Önceki boyutlar, yapılanmasına önemli ölçüde katkıda bulunan genel bir unsur veya koşul tarafından desteklenecektir. Söz konusu öğeye "Faktör P" denir (zekadaki "Gactor g" kavramına benzetilerek) ve Genetik aktiviteden kaynaklanır, aynı zamanda aile öyküsünden de kaynaklanır. depresyon, anksiyete, psikoz, antisosyal bozukluklar veya madde kötüye kullanımı. Ek olarak, aynı faktör, çocukluk döneminde kötü muamele veya istismar öyküsü gibi potansiyel risk unsurlarıyla ilişkili olabilir.

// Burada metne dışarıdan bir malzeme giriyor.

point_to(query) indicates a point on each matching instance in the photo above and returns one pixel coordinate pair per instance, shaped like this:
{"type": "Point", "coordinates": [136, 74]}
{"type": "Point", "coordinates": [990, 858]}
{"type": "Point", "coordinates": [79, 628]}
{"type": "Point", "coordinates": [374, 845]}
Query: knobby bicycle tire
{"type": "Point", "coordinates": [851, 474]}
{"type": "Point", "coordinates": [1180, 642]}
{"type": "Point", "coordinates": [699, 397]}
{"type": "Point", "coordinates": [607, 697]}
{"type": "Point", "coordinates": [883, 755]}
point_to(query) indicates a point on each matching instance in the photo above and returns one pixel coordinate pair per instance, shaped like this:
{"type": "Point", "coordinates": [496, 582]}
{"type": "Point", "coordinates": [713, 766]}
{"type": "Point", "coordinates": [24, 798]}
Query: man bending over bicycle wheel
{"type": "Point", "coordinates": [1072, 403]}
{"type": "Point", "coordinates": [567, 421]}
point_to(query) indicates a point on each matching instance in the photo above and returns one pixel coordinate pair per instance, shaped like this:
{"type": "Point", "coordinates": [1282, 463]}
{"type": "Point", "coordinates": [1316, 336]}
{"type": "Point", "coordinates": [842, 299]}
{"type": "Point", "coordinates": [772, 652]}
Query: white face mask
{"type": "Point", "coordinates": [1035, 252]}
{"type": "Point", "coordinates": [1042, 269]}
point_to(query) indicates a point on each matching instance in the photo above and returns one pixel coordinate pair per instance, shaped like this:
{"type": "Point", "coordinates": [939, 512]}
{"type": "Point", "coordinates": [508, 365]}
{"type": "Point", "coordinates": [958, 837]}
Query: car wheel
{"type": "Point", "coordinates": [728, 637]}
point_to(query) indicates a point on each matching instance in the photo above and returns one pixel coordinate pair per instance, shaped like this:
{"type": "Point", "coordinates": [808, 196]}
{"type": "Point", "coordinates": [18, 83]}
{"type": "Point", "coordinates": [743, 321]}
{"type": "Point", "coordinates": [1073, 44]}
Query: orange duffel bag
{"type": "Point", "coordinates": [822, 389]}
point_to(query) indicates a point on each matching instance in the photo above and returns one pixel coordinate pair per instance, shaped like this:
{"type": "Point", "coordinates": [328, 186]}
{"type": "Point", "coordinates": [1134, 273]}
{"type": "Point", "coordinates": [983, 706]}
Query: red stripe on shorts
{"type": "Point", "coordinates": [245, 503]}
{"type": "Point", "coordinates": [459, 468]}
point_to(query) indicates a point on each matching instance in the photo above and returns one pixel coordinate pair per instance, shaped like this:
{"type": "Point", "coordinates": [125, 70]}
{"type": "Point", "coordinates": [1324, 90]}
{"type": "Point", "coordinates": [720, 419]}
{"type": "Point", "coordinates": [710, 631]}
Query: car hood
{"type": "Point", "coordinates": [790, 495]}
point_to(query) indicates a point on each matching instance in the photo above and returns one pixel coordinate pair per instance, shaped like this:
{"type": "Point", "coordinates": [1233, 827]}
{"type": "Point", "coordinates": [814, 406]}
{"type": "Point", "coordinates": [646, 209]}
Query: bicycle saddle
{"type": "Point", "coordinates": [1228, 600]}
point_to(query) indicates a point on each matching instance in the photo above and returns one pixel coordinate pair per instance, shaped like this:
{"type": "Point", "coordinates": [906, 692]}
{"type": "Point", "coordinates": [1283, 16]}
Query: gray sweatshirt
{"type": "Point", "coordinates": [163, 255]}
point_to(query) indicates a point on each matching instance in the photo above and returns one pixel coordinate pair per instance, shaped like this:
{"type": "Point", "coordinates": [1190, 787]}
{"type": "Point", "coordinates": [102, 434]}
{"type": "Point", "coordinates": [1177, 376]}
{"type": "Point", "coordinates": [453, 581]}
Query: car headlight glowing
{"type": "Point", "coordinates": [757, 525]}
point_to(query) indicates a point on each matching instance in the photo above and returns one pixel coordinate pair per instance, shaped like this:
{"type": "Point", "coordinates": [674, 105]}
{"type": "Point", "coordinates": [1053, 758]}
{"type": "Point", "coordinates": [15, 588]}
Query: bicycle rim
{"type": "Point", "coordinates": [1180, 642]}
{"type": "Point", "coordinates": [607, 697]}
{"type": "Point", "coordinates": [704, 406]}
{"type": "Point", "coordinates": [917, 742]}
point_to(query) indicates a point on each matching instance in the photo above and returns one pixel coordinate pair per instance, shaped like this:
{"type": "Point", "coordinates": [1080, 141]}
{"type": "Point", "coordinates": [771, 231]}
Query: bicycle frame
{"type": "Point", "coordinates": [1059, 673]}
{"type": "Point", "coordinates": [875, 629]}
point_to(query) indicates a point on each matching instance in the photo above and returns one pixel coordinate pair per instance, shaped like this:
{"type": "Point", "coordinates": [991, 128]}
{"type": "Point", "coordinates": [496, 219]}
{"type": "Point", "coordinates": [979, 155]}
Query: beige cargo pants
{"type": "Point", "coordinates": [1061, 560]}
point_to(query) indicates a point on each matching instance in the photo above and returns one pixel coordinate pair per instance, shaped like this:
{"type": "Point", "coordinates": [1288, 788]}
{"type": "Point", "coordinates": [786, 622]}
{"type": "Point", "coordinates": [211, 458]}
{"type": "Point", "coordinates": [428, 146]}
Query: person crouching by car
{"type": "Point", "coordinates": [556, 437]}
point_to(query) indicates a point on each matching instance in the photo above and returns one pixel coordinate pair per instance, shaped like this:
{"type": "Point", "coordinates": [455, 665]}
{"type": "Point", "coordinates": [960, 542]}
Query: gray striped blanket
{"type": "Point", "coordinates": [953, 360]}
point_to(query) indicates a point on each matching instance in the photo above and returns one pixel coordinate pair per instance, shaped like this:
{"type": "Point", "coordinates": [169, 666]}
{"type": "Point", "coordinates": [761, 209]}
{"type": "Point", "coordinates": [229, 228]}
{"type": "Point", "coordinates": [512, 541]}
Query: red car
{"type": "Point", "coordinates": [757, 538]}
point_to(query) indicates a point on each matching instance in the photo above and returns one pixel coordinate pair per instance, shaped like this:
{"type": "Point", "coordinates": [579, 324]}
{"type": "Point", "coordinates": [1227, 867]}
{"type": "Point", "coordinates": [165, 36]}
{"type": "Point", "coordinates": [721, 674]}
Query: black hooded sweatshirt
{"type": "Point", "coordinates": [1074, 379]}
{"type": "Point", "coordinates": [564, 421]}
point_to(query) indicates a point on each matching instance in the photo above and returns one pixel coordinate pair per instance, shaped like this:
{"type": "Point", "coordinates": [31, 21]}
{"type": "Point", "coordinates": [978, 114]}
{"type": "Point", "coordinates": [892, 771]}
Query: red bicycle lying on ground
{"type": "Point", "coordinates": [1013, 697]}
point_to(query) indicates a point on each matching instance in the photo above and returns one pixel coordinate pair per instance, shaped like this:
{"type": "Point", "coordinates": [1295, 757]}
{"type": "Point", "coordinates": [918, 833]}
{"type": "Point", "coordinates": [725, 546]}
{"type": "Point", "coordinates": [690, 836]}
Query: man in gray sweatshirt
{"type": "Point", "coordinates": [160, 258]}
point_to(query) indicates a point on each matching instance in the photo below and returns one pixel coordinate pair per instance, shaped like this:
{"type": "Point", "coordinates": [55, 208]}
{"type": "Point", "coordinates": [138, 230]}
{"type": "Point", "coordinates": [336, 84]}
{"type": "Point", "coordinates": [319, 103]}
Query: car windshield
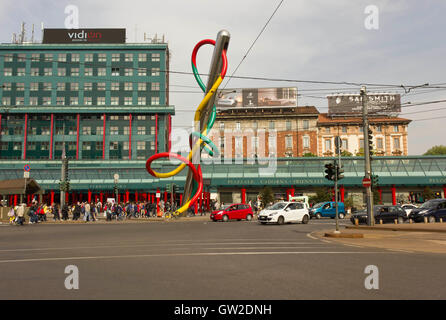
{"type": "Point", "coordinates": [277, 206]}
{"type": "Point", "coordinates": [429, 204]}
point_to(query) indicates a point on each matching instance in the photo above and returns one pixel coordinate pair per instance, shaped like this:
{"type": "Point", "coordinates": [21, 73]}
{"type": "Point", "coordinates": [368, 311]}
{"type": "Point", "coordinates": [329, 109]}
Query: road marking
{"type": "Point", "coordinates": [190, 255]}
{"type": "Point", "coordinates": [152, 245]}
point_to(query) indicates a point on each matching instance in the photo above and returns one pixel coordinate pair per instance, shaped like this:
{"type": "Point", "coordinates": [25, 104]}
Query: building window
{"type": "Point", "coordinates": [155, 101]}
{"type": "Point", "coordinates": [115, 71]}
{"type": "Point", "coordinates": [379, 143]}
{"type": "Point", "coordinates": [142, 101]}
{"type": "Point", "coordinates": [128, 86]}
{"type": "Point", "coordinates": [306, 141]}
{"type": "Point", "coordinates": [61, 86]}
{"type": "Point", "coordinates": [128, 101]}
{"type": "Point", "coordinates": [327, 144]}
{"type": "Point", "coordinates": [114, 130]}
{"type": "Point", "coordinates": [87, 101]}
{"type": "Point", "coordinates": [114, 101]}
{"type": "Point", "coordinates": [289, 142]}
{"type": "Point", "coordinates": [74, 101]}
{"type": "Point", "coordinates": [116, 57]}
{"type": "Point", "coordinates": [102, 72]}
{"type": "Point", "coordinates": [61, 72]}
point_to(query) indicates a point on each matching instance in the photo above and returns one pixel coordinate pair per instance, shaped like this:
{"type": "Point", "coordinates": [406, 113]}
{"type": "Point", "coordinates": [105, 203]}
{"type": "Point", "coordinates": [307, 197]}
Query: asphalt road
{"type": "Point", "coordinates": [205, 260]}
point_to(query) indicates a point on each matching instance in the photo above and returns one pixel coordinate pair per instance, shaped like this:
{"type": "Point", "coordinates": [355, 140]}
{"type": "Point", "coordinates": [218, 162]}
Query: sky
{"type": "Point", "coordinates": [304, 40]}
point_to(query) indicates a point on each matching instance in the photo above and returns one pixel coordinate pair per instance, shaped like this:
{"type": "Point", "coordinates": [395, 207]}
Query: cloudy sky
{"type": "Point", "coordinates": [305, 40]}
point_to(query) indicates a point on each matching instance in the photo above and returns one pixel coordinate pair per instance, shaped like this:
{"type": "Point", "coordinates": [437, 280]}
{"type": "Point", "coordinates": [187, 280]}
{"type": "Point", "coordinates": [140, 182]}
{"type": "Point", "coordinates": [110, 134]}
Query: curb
{"type": "Point", "coordinates": [395, 229]}
{"type": "Point", "coordinates": [343, 235]}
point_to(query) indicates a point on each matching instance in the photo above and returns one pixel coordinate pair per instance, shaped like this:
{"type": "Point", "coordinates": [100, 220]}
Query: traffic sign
{"type": "Point", "coordinates": [366, 182]}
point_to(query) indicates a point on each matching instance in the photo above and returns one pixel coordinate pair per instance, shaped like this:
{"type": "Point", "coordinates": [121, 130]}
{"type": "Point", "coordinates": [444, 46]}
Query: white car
{"type": "Point", "coordinates": [284, 212]}
{"type": "Point", "coordinates": [408, 208]}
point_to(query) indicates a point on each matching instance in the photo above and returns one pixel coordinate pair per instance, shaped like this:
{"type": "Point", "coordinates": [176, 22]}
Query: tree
{"type": "Point", "coordinates": [322, 195]}
{"type": "Point", "coordinates": [436, 151]}
{"type": "Point", "coordinates": [266, 196]}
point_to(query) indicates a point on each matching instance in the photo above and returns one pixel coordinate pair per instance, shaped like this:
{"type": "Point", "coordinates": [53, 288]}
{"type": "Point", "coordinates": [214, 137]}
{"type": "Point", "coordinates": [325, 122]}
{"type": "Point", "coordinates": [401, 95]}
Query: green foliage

Başka bir deyişle, yazarlar, farklı psikiyatrik tanılarda ortak bir yapılandırıcı ajan olarak P faktörünün ilişkili olduğunu düşünmektedir. daha yüksek düzeyde yaşam bozukluğu, ailede daha yüksek ruhsal bozukluk öyküsü, yaşam gelişimi sırasında daha yüksek negatif öykü oranı, Ve çoğunlukla tehlikeye atılmış erken beyin fonksiyonu.
Bu nedenle, bozuklukların kökeninde, gelişiminde ve yokluğunda ortak bir unsurdur; bu da yazarları psikiyatride “transdiagnostic” bir yaklaşımı savunmaya yöneltiyor.
Bibliyografik referanslar:
- Caspi, A., Houts, R., Belsky, D., Goldman-Mellor, Harrington, H., İsrail, S. … Moffitt, T. (2014). P Faktörü: Psikiyatrik Bozuklukların Yapısında Bir Genel Psikopatoloji Faktörü mü? Klinik Psikoloji Sici, 2(2): 1190-137.